Она была единственным ребёнком, но её счастливо миновала слащавая участь детей, единственных в семье. Самого Филиппа Александровича мало что интересовало кроме дела, а мать, не без черствоватинки, стояла за сугубо суровое воспитание дочери. Её не баловали ни чрезмерной лаской, ни сладостями, и когда пришлось однажды наказать за какую-то провинность, мать не придумала ничего лучше, кроме как проколоть и разорвать на глазах у дочери любимый её цветистый мяч который девочка почти обожествляла в детском своём воображении. Сузанна со смущённой улыбкой созерцала гибель резинового божества, не заплакала, не закричала, хотя целый месяц после того спала с этими двумя цветными половинками, из которых изошла звонкая, весёлая душа. Это случилось в пору, когда Ренне управлял одним из крупнейших лесозаводов; резвая девочка бегала всюду, её безотлучным спутником был тот самый мяч, весельчак и скакун, а после казни его пустующее место божества заняла помянутая сестра инженера. Ежегодно наезжая весной, она привозила в дом горы пряников, запах каких-то провинциальных духов и суетливый, праздничный беспорядок. В первый же день они становились подругами, вместе уходили смотреть на ледоход, а когда обсыхала одна заветная полянка, они тайно убегали туда и, сцепившись руками, кружились до изнеможенья, молодая и старая, и всё кружилось вместе с ними; самая весна состояла для Сузанны именно в этом необъяснимом круженьи, когда старость ликует вместе с молодостью, которая гонит её из жизни. Но и это божество караулила печальная участь; как-то на страстной Сузанна нашла под лестницей исписанные клочки, кинутые за ненадобностью. Она сложила их на подоконнике и, недоуменно морща ротик, вчитывалась в разорванные, разобщённые слова; свежий ветер из форточки шевелил её локоны. «Дуняшу обозвала стервой, — прочла Сузанна нараспев. — Вспомнила милого и развратного Nicolas». В этой хартии, составленной, видимо, перед исповедью, имелись грехи и посущественнее, перечисленные, к счастью, по-французски. Сузанна не поняла и половины, но одно слово вдавилось в неё своей таинственной краткостью.

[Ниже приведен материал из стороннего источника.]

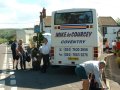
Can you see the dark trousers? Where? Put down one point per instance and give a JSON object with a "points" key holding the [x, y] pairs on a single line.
{"points": [[45, 62]]}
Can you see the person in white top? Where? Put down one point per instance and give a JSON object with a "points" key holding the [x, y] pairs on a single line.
{"points": [[45, 50], [90, 67]]}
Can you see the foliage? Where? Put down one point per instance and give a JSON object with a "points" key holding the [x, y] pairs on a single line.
{"points": [[118, 21], [118, 38]]}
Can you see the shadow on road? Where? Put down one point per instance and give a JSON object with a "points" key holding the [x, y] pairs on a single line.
{"points": [[36, 80]]}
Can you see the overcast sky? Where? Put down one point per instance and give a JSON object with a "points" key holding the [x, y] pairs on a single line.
{"points": [[25, 13]]}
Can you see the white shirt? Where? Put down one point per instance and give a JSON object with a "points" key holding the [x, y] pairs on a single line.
{"points": [[93, 67], [45, 48]]}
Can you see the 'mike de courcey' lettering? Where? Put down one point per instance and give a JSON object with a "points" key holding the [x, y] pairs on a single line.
{"points": [[73, 34]]}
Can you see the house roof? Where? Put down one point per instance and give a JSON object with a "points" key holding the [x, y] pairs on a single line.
{"points": [[48, 21], [106, 21]]}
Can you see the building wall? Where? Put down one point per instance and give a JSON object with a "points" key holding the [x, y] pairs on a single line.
{"points": [[20, 34]]}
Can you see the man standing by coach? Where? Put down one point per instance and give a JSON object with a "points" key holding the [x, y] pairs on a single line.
{"points": [[45, 50]]}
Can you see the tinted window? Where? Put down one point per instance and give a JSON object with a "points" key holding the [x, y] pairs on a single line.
{"points": [[74, 18]]}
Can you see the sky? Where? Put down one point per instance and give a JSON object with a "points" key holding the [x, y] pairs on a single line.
{"points": [[25, 13]]}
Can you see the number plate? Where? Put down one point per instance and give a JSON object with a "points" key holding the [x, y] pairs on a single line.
{"points": [[73, 58]]}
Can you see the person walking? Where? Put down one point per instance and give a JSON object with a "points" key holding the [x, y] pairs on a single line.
{"points": [[90, 67], [114, 45], [21, 53], [45, 50], [14, 55], [107, 46]]}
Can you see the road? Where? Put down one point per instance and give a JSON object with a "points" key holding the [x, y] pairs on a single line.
{"points": [[56, 78]]}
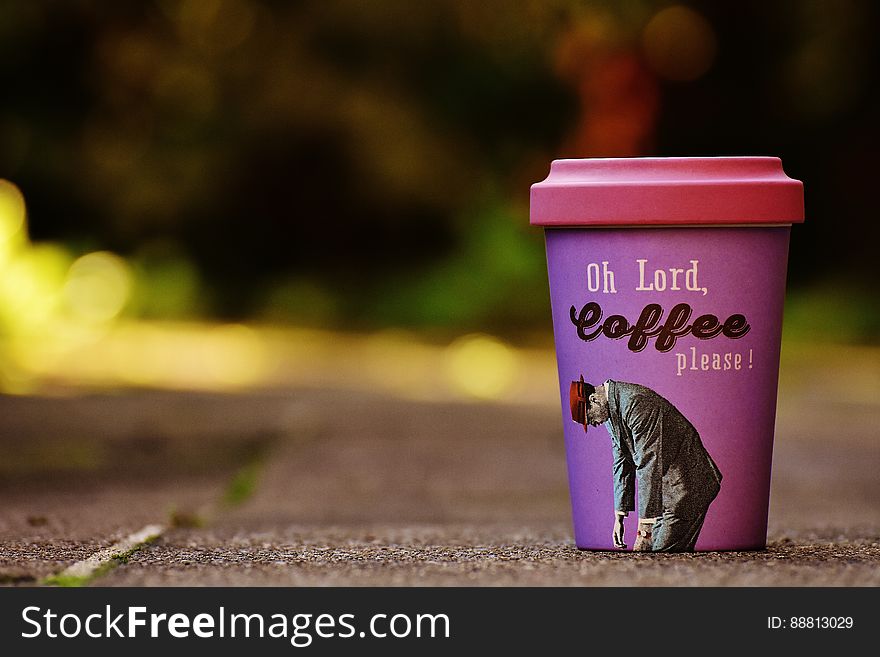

— Мама, что такое бог? — заикнулась она вечером за общим столом.
Родители переглянулись.
— Кто обучил тебя этому слову? — строго спросила мать.
Она показала матери записку, и тогда получился крикливый, смехотворный скандал… В этой семье, поставленной на естественно-научных основах, всякий вёл себя так, как ему потребно было для физического здоровья. Было, значит, вредное в том, что так тщательно скрывали от Сузанны; нужно, значит, было произносить некоторые слова шепотком, когда говорилось о рабочих. Девочка пристальнее вглядывалась в заводскую жизнь со своего благополучного берега, на котором не обо что было измарать её беленькое платьице. Она не успела подвести итоги своим наблюденьям; вскоре Ренне перекочевали в город, на старую квартиру. Потекла гимназическая юность; в скрипучем и скользком паркете восемь лет бесстрастно отражались классические истуканы, но вдруг пришли солдаты и стали сушить на них мокрые, порою кровавые портянки. Подуло необычным ветром, и Сузанне однажды опротивело нарядное благочиние отцовской квартиры, горничные в крахмальных наколках и мебель, запустившая корни в пыльные углы. Там, на изразцовом камине, стояли в фарфоровой посуде кактусы, любимцы матери; жёлчный, прокуренный свет падал на них из северного окна, но они свыклись и, хотя не давали ростков, не портили тяжеловесного величия кабинета. Сузанна жалела лишь один из них, — это был свечевидный цереус; подъяв бородавчатый палец, он сердито вопрошал свою соседку, индийскую опунцию, стоит ли ему, такому уроду, жить. А та, походившая на небритую щеку тюремщика, и сама давно заблудилась в смыслах бытия. Назаром звала Сузанна этого растительного Гамлета. Не раз ей снилось, как у хмурого сего великана отрастают хилые ножки и ручки; он помахивает ими и всё не смеет спрыгнуть, чтоб бежать без оглядки в свой знойный Гондурас. Помощник Ренне, которого Октябрь вырядил в какой-то защитный френчик, имел привычку дёргать шипы из Назара, которыми рассеянно чистил жёлтые свои ногти; она не любила его и за его неправдоподобное имя Порфирий и за его томные, резиновые вздохи.
— Какое у твоего Порфирия лицо тёмное… точно трупное пятно, — бросила Сузанна отцу в одном совсем излишнем разговоре. — Это потому, что он и сам часть трупа… — Она не объяснила, что имела в виду уже обезглавленную империю, а Ренне понял, что дочери просто надоели тесные рамки семьи.
— Не держу — уходя, захлопни дверь — шубы! — резко дёрнулся он.